A brilliant burst of gamma rays may have caused a mass extinction event on Earth 440 million years ago—and a similar celestial catastrophe could happen again, according to a new study.

Most gamma-ray bursts are thought to be streams of high-energy radiation produced when the core of a very massive star collapses.

The new computer model shows that a gamma-ray burst aimed at Earth could deplete the ozone layer, cause acid rain, and initiate a round of global cooling from as far as 6,500 light-years away.

Such a disaster may have been responsible for the mass die-off of 70 percent of the marine creatures that thrived during the Ordovician period (488 to 443 million years ago), suggests study leader Brian Thomas, an astrophysicist at Washburn University in Kansas.

The simulation also shows that a significant gamma-ray burst is likely to go off within range of Earth every billion years or so, although the stream of radiation would have to be lined up just right to affect the planet.

Currently WR104, a massive star 8,000 light-years away in the constellation Sagittarius, is in position to be a potential threat, Thomas noted.

But the study, which has been submitted to the International Journal of Astrobiology, isn't necessarily sending other astrophysicists into a panic.

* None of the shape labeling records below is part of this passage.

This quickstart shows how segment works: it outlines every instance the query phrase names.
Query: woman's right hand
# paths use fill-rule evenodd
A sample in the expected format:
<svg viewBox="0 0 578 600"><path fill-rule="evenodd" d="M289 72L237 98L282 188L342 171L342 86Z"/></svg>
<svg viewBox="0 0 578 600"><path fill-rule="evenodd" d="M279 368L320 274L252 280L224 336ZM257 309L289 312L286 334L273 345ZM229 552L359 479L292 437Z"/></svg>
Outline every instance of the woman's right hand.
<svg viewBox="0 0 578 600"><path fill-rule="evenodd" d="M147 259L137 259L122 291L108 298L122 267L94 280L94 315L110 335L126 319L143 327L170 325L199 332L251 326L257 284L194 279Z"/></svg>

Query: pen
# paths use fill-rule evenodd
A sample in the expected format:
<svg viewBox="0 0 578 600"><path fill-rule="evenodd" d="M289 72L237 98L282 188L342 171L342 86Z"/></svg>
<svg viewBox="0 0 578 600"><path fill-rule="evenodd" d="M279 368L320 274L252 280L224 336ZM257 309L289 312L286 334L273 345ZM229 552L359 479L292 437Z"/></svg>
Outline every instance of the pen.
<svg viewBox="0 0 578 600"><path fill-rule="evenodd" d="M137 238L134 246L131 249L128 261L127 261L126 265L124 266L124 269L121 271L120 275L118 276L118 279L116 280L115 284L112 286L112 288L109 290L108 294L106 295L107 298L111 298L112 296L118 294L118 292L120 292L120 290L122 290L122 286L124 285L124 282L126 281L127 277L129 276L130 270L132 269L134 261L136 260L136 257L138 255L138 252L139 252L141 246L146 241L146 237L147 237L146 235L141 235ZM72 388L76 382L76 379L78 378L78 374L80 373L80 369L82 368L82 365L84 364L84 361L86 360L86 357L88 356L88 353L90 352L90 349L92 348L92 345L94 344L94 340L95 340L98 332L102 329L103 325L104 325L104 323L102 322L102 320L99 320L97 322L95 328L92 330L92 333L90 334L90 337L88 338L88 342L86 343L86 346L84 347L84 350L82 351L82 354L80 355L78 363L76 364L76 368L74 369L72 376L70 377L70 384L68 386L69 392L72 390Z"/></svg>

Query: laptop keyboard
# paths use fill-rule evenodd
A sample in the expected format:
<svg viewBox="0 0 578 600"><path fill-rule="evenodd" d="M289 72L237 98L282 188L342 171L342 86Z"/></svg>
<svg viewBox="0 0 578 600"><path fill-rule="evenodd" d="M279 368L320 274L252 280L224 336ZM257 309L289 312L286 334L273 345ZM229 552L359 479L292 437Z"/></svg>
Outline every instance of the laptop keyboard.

"There is certainly no harm in looking at what a gamma-ray burst might do if it were close enough to us, as this author has done. That's the way science works," said David Thompson, a NASA astrophysicist and deputy project director on the Fermi Gamma-ray Space Telescope.

But Thompson compares the risk to Earth from a future gamma-ray burst to "the danger I might face if I found a polar bear in my closet in Bowie, Maryland.

"It could happen, but it is so unlikely that it is not worth worrying about."

Lingering Damage

Study author Thomas' former graduate advisor, Adrian Melott, first proposed in 2004 that a gamma-ray burst near Earth wiped out Ordovician life. Since then, both researchers have been tackling pieces of the puzzle.